Il y a plusieurs réponses à cette question. De manière scientifique, plusieurs outils sont à présent reconnus pour le mesurer au travers d’un questionnaire. Certains l’ont même adapté spécifiquement à la profession des enseignants.
D’une autre manière, et sans poser « l’étiquette » il est intéressant de savoir pourquoi vous commencez à vous poser la question. Comme cité précédemment, le burn-out est un processus. Peut-être n’êtes-vous effectivement pas en burn-out tel qu’il est évalué par les tests mais vos symptômes influencent-ils considérablement votre vie ? Peut-être vous interrogez-vous alors que votre surinvestissement professionnel est très important mais que votre inconscient verbalise clairement le danger à continuer sur cette voie. Peut-être commencez-vous à sentir votre frustration sans en identifier clairement la cause ni les conséquences possibles. Peut-être encore est-ce un état de fatigue cognitif (oublis, difficultés de concentration), émotionnel ou physique qui vous met la puce à l’oreille. Peu importe ce qui vous inquiète, l’essentiel est d’écouter vos craintes en vous posant, en vous renseignant, soit pour les éloigner, soit pour écourter votre mal-être en le prenant en charge.
Pourquoi insister sur cette prise en charge ? Voir arriver toutes ces personnes en consultation, des personnes brillantes qui se sont éteintes, des personnes motivées qui sont désillusionnées, des personnes énergiques qui se sentent si faibles, me pousse à transmettre ce message de l’importance de considérer son épuisement à sa juste valeur.
Parce qu’il peut prendre plusieurs formes, du burn-out si connu (suite à un surinvestissement) au bore-out (ennui), au brown-out (perte de sens) et maintenant au blurring (flou entre vie privée et vie professionnelle), il peut entraîner des symptômes variés mais tous plus destructeurs les uns que les autres au fur et à mesure de leur avancée. Oser les écouter c’est sortir d’un déni habituellement rencontré dans ce type de problématique, c’est faire preuve de courage pour faire enfin le pas vers soi mais aussi vers les autres car les études amènent l’idée selon laquelle un enseignant épuisé peut devenir un facteur de risque pour l’élève.

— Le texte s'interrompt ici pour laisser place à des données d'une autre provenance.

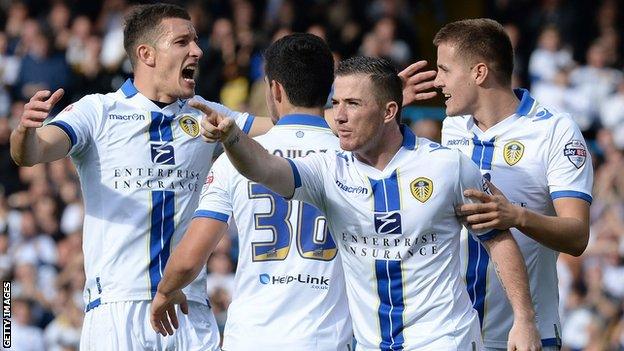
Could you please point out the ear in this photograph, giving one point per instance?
(392, 108)
(146, 54)
(277, 90)
(480, 72)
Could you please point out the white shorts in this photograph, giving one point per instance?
(125, 325)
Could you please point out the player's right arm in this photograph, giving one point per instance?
(33, 143)
(247, 156)
(185, 263)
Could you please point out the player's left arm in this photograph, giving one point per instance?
(570, 178)
(511, 270)
(185, 263)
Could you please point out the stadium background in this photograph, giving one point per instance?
(568, 52)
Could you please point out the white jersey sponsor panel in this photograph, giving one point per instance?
(289, 286)
(398, 237)
(141, 169)
(535, 156)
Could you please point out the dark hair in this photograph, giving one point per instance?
(303, 64)
(143, 24)
(384, 76)
(481, 39)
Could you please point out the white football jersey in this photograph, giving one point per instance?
(534, 156)
(398, 237)
(289, 286)
(141, 171)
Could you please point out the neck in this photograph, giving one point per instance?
(494, 105)
(146, 85)
(380, 151)
(291, 110)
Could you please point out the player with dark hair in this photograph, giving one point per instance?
(390, 200)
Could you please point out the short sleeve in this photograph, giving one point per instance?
(244, 120)
(80, 121)
(569, 168)
(308, 173)
(215, 200)
(470, 178)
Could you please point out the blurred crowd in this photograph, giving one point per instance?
(569, 53)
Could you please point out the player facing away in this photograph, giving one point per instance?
(535, 155)
(289, 287)
(141, 167)
(390, 199)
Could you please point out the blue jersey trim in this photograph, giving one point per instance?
(129, 89)
(571, 193)
(296, 174)
(67, 129)
(93, 304)
(211, 214)
(526, 102)
(489, 235)
(303, 119)
(248, 124)
(409, 139)
(551, 342)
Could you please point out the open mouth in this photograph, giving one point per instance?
(188, 73)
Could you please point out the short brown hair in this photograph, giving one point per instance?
(142, 24)
(480, 39)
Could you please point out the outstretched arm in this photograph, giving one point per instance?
(567, 231)
(33, 143)
(511, 271)
(247, 156)
(185, 263)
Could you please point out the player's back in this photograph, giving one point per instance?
(289, 286)
(533, 157)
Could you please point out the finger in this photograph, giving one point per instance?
(184, 306)
(38, 106)
(478, 195)
(173, 316)
(166, 324)
(483, 226)
(481, 218)
(41, 95)
(493, 189)
(413, 68)
(56, 96)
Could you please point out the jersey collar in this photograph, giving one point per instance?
(302, 119)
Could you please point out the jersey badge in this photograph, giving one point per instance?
(190, 126)
(512, 152)
(576, 152)
(421, 188)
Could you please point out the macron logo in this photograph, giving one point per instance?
(132, 117)
(351, 189)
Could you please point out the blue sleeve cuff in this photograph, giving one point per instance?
(67, 129)
(211, 214)
(489, 235)
(571, 193)
(248, 124)
(295, 173)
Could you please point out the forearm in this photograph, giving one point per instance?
(563, 234)
(511, 270)
(25, 146)
(191, 254)
(257, 164)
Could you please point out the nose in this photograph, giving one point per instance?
(196, 51)
(339, 111)
(437, 82)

Comment sortir du processus ?
Le burn-out est un modèle tridimensionnel. Il se traduit par trois étapes débutant par un épuisement émotionnel, se poursuivant dans un certain délai par un sentiment de déshumanisation dans les relations et se terminant par une baisse du sentiment d’accomplissement professionnel. Si on repère souvent ce que pourrait être un épuisement émotionnel, on oublie plus régulièrement les conséquences de l’étape suivante : la déshumanisation. Elle se profile au travers d’une certaine froideur ou d’une distance émotionnelle. Ne plus considérer ses élèves comme tels mais prendre tellement de distance qu’ils ne sont plus que des prénoms, des places sur les bureaux ou des numéros, ne plus être touchés par eux mais vivre sa profession de manière presque automatique sont autant d’exemples de la barrière protectrice que met l’enseignant pour éviter une grande souffrance psychologique, mais pour mettre à distance également « certaines exigences propres à sa profession » (Truchot, 2004). La perte du sentiment de compétence et d’accomplissement professionnel n’est que la suite logique du parcours déjà entamé et elle pousse malheureusement certains enseignants passionnés à abandonner l’idée même de leur vocation.

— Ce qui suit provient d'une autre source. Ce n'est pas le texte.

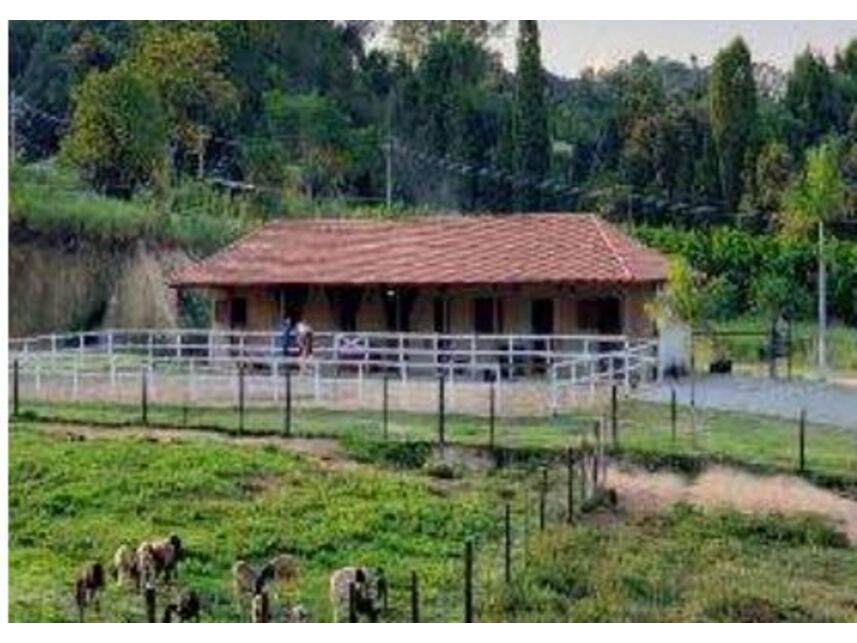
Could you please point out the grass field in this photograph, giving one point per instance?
(643, 428)
(73, 501)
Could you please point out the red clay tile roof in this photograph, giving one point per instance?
(508, 249)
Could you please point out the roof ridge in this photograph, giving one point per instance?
(622, 261)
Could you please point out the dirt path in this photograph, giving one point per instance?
(729, 487)
(639, 490)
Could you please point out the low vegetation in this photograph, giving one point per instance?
(75, 500)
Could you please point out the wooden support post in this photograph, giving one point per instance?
(569, 463)
(149, 597)
(492, 401)
(673, 415)
(802, 442)
(144, 401)
(507, 553)
(614, 416)
(415, 598)
(352, 603)
(386, 407)
(468, 582)
(241, 397)
(287, 414)
(441, 412)
(16, 390)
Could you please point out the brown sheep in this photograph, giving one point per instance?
(87, 587)
(370, 592)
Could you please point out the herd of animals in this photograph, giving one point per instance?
(355, 592)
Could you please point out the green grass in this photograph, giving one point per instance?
(644, 429)
(49, 199)
(74, 501)
(744, 350)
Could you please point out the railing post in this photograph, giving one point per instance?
(386, 406)
(415, 598)
(491, 414)
(441, 411)
(144, 401)
(287, 421)
(15, 389)
(802, 442)
(507, 550)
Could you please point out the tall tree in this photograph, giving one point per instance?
(732, 107)
(532, 142)
(817, 197)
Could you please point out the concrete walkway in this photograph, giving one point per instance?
(824, 402)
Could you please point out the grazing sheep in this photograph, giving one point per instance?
(125, 566)
(370, 592)
(260, 608)
(87, 586)
(187, 608)
(161, 556)
(295, 614)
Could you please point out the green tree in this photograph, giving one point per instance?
(532, 142)
(811, 99)
(118, 135)
(183, 64)
(732, 108)
(817, 197)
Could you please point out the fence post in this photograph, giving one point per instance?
(386, 406)
(145, 394)
(492, 404)
(673, 413)
(441, 412)
(802, 442)
(287, 420)
(415, 598)
(468, 582)
(507, 553)
(352, 603)
(569, 463)
(240, 397)
(15, 388)
(614, 416)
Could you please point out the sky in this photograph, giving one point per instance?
(569, 46)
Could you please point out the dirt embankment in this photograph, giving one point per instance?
(70, 283)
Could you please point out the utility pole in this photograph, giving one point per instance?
(822, 305)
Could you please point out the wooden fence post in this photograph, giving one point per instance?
(352, 603)
(468, 582)
(492, 402)
(287, 416)
(507, 553)
(241, 397)
(386, 407)
(673, 414)
(415, 598)
(614, 416)
(802, 442)
(144, 401)
(569, 463)
(15, 389)
(441, 412)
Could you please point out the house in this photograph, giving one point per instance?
(541, 274)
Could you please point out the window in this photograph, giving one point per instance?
(441, 315)
(238, 312)
(487, 315)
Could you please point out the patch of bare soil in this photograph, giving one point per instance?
(719, 486)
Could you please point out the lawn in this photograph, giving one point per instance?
(643, 428)
(73, 501)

Dans ces trois étapes, la première, celle de l’épuisement émotionnel semble être la dimension centrale influençant plus fortement les deux autres. C’est pourquoi elle constitue la priorité du travail. Elle peut être travaillée en séances individuelles ou en groupes. Parce que même s’il peut paraître difficile d’aborder des difficultés personnelles devant d’autres personnes, il a été prouvé à de nombreuses reprises que le concept de pair-aidance, c’est-à-dire être accompagné par des personnes traversant ou ayant traversé les mêmes expériences/épreuves est considérablement aidant.
De même, certains auteurs mettent l’accent sur le soutien social comme un indicateur plus favorable concernant les dimensions de déshumanisation et de sentiment d’accomplissement.